There are a couple of good takes on the Saga, Comixology, and Apple rage hangover.

Macdrifter has one. Daniel Jalkut has another:

It’s extremely upsetting when a damaging claim turns out to have been false. We need to be outraged by this, or the whole system of fact-based accountability breaks down. As mad as you or I or anybody else may have been about the alleged misdeed by Apple, we should be at least as mad that we were misled to believe it was true.

It seems there’s a new storm of internet outrage every day. The target could be anyone. You could be loved one minute, and that love can be used as a justification for anger against you the next. The reasons people are angry are often valid, but after a while those reasons don’t seem like they’re that important any more.

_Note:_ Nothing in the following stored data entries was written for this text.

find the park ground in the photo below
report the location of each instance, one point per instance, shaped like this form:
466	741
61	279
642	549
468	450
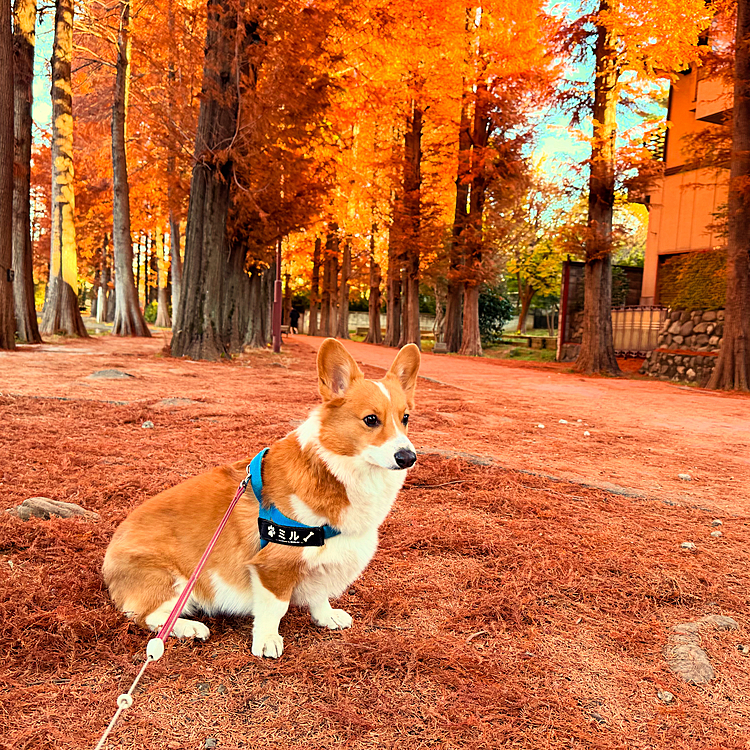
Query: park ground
523	594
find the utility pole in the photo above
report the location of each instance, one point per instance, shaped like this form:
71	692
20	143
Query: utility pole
277	301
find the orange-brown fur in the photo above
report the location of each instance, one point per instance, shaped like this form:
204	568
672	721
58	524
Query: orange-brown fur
156	549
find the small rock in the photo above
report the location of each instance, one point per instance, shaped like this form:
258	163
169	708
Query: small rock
176	401
720	622
44	508
110	375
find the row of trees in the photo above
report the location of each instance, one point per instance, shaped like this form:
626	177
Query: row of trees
381	143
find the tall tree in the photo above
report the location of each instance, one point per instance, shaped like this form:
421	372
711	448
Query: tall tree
646	41
61	313
129	320
471	343
374	333
162	301
452	326
24	24
202	318
393	294
411	223
597	346
346	270
732	369
7	318
312	326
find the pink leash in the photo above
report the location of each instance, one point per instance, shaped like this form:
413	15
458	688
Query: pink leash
166	629
155	647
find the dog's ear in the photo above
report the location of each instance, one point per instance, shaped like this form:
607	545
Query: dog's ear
405	368
337	370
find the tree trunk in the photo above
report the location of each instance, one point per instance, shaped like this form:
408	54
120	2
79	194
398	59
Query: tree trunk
103	300
312	326
203	328
412	206
261	297
175	258
7	316
732	369
325	296
24	24
374	334
153	269
287	299
526	293
162	303
95	293
61	313
346	271
471	341
328	319
129	320
453	306
597	346
333	284
175	261
393	309
260	292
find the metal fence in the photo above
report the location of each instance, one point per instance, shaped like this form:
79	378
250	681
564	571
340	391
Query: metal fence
636	329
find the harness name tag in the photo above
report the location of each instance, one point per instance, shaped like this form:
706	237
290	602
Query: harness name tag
310	536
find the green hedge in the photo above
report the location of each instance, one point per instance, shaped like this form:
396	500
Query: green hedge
694	281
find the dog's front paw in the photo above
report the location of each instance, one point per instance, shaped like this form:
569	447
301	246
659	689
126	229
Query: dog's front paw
190	629
270	645
336	619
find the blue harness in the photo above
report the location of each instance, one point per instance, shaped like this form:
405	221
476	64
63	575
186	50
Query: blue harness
274	526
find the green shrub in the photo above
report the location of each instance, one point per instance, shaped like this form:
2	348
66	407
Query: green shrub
694	281
495	310
150	312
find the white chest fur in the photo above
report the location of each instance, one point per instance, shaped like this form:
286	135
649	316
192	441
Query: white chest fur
371	491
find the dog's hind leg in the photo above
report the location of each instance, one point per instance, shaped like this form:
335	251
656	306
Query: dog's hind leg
147	594
182	627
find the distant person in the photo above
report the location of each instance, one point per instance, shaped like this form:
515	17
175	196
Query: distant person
293	320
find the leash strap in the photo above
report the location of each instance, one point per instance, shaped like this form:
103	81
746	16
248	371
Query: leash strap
274	526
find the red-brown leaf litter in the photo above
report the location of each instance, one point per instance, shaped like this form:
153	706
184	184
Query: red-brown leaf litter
522	595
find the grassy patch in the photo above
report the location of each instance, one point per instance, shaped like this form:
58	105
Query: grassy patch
521	353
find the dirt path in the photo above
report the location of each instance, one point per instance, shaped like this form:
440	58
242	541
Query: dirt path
643	433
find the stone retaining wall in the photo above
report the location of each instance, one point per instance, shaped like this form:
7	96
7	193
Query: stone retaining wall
688	344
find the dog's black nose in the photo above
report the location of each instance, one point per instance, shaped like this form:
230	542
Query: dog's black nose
405	458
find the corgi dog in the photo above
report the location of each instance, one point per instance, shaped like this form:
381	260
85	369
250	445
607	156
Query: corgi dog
333	479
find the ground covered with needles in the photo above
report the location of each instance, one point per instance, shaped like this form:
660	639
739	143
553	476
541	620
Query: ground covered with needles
504	608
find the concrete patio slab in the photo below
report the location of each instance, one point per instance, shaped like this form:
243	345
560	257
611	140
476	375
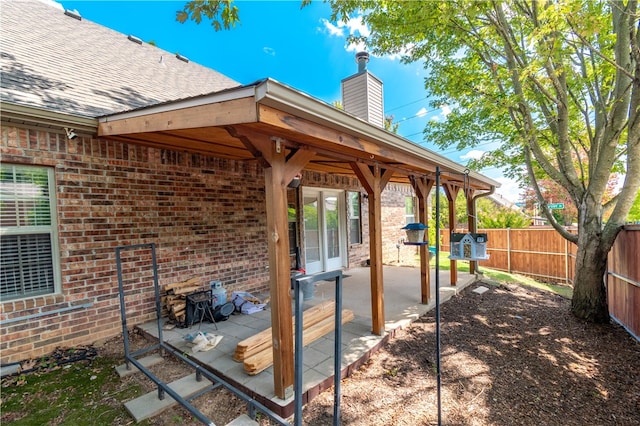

It’s almost as if people are already deeply angry and looking for an outlet—any outlet. Whenever it hits I’m reminded of this passage from Nineteen Eighty-Four:

The horrible thing about the Two Minutes Hate was not that one was obliged to act a part, but that it was impossible to avoid joining in. Within thirty seconds any pretence was always unnecessary. A hideous ecstasy of fear and vindictiveness, a desire to kill, to torture, to smash faces in with a sledge hammer, seemed to flow through the whole group of people like an electric current, turning one even against one’s will into a grimacing, screaming lunatic. And yet the rage that one felt was an abstract, undirected emotion which could be switched from one object to another like the flame of a blowlamp.

Sadly, that sounds like a lot of the discourse on the internet to me.